# You know Whizzers???



## Kris Blake (Mar 26, 2011)

I have had my 1938 Whizzer for a couple of years but have only ridden it about 10 times. Normally I only ride it a mile or 2.
One day when it was about 90 degrees, I took her for a stroll at about 35-40 MPH.
I noticed the rear hub shooting hot grease everywhere. When I got home "ol Whizzy was dead. Her hub had it. Now the grease is baked and she's limp.

QUESTION: What do I use for replacement grease? I'm sure the stuff in the hub now is  standard bearing grease for bicycles. 
Any tips for getting the hard packed crap out?

Thank you for your advice!!!!

Kris


----------



## bairdco (Mar 26, 2011)

carb cleaner works great if the grease isn't baked on. if it is, i use a small screwdriver to scrape it off the races (DO NOT get carb cleaner on your paint.)

as far as grease, i use Phil Wood grease on all my motorized bikes. i was using a hi-temp automotive axle grease, but the Phil Wood stuff in the green tube works even better.

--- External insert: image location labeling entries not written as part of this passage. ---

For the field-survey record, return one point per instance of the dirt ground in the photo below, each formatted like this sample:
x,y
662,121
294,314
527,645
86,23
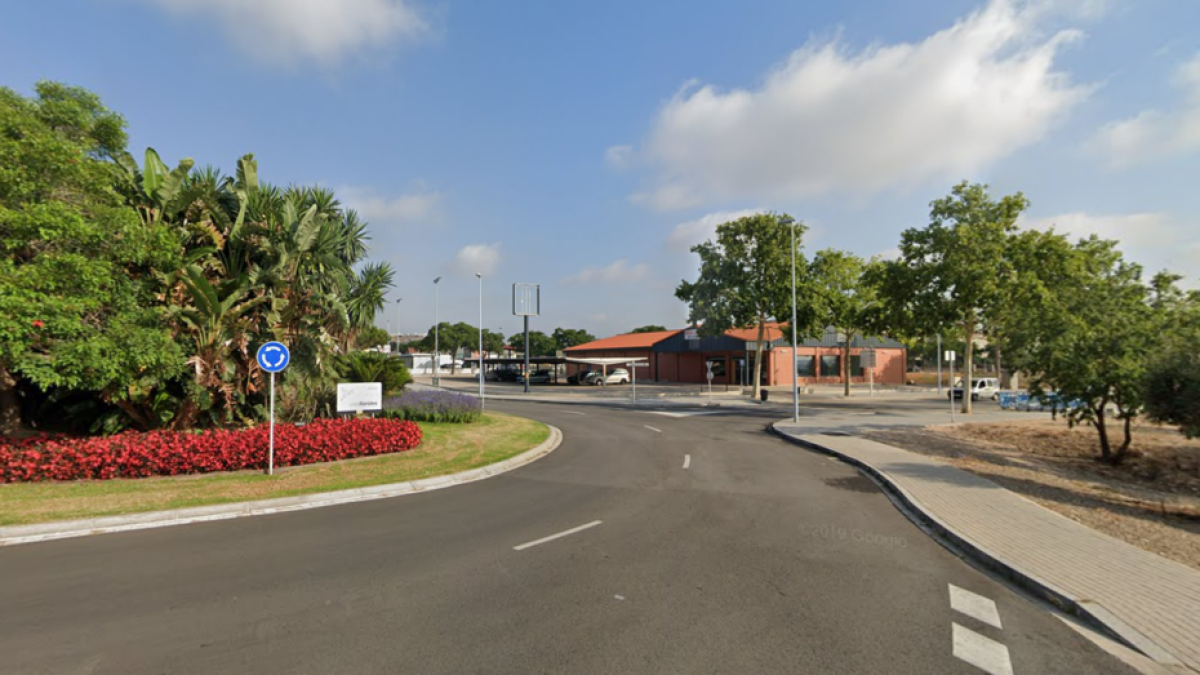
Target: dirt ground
x,y
1151,501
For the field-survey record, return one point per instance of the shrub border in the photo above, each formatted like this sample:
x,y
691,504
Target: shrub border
x,y
69,529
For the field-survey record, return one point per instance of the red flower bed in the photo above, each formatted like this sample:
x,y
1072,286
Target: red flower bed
x,y
171,453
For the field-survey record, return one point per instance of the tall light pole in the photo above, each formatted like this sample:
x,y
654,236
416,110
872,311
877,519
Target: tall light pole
x,y
480,278
437,321
796,386
397,327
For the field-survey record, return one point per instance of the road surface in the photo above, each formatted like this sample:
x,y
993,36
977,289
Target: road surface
x,y
647,543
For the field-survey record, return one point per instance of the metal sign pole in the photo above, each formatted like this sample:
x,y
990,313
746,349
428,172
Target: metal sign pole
x,y
270,455
952,388
527,353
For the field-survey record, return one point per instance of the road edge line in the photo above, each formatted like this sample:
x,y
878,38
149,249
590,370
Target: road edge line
x,y
1086,610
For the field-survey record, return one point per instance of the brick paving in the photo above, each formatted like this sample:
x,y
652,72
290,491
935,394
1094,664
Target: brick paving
x,y
1151,602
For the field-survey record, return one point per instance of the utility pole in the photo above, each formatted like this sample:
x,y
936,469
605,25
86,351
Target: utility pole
x,y
796,387
437,321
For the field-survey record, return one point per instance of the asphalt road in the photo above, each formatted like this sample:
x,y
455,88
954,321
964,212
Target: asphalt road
x,y
756,557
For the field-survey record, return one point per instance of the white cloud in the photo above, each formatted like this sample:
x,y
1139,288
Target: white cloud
x,y
618,155
829,119
478,258
688,234
415,208
617,273
1156,133
323,31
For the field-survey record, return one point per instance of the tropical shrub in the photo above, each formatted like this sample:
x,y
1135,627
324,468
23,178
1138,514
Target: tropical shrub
x,y
433,406
375,366
171,453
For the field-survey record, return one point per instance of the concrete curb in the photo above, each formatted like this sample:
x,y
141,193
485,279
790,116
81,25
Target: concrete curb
x,y
1081,608
67,529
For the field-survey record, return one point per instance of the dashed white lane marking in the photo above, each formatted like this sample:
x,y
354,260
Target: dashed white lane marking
x,y
552,537
983,652
975,605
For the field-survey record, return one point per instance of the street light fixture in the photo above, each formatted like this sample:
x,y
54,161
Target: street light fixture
x,y
796,387
437,321
480,278
397,326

i build some fast bikes with those china motor kits, and ride everyday as my main form of transpo. i re-grease my rear hubs at least every other month, just to be on the safe side. riding at 40mph+ all day with an old coaster brake hub is a lot more abusive than a weekly pedal down to the donut shop...


----------



## Kris Blake (Apr 3, 2011)

Thanks Bairdco, I will take your advice!
I appreciate you taking the time to respond.
Kris


----------



## bricycle (Aug 16, 2011)

Kris Blake said:


> Thanks Bairdco, I will take your advice!
> I appreciate you taking the time to respond.
> Kris




Kris, did you ever get the hub cleaned out?


----------